Transfrom a document into a new document composed of all its ngrams. The document is splitted into an array of words by a word delimiter(default space). Through sliding the word array, we get all ngrams and each ngram is connected with a “_” character. All the ngrams are joined together with space in the new document.

Parameters

Name Description Type Required?
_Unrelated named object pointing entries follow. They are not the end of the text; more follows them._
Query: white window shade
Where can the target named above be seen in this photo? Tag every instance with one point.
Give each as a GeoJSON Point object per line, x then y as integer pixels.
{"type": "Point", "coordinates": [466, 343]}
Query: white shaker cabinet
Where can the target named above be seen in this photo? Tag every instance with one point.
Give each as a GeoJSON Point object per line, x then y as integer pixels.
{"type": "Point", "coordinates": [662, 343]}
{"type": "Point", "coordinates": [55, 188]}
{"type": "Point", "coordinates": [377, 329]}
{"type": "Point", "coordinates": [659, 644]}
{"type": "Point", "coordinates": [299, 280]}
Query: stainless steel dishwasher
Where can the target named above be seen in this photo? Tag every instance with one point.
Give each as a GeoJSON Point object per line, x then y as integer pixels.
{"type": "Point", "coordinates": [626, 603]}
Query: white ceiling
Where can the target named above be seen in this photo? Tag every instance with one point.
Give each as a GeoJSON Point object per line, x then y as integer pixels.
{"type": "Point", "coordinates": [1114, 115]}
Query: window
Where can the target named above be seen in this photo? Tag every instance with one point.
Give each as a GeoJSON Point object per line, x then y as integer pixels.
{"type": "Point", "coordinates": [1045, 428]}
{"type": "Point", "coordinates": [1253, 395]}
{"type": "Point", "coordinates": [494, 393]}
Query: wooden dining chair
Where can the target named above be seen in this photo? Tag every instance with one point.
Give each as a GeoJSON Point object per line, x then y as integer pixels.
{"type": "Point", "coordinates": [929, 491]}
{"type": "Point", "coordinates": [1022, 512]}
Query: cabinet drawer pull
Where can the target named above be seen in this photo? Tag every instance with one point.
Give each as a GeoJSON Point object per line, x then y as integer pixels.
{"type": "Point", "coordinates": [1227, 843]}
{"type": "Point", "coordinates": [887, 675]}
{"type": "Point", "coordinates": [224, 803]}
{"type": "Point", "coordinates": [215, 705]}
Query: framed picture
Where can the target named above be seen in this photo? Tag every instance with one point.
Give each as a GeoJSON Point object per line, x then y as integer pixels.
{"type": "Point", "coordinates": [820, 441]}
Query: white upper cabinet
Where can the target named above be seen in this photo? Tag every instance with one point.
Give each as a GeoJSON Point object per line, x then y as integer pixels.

Default Value
n NGram length Integer 2
selectedCol Name of the selected column used for processing String
outputCol Name of the output column String null
reservedCols Names of the columns to be retained in the output table String[] null

Script Example

Code

  1. data = np.array([
  2. [0, 'That is an English Book!'],
  3. [1, 'Do you like math?'],
  4. [2, 'Have a good day!']
  5. ])
  6. df = pd.DataFrame({"id": data[:, 0], "text": data[:, 1]})
  7. inOp1 = dataframeToOperator(df, schemaStr='id long, text string', op_type='batch')
  8. op = NGramBatchOp().setSelectedCol("text")
  9. print(BatchOperator.collectToDataframe(op.linkFrom(inOp1)))
  10. inOp2 = dataframeToOperator(df, schemaStr='id long, text string', op_type='stream')
  11. op = NGramStreamOp().setSelectedCol("text")
  12. op.linkFrom(inOp2).print()
  13. StreamOperator.execute()

Results

  1. id text
  2. 0 2 Have_a a_good good_day!
  3. 1 1 Do_you you_like like_math?
  4. 2 0 That_is is_an an_English English_Book!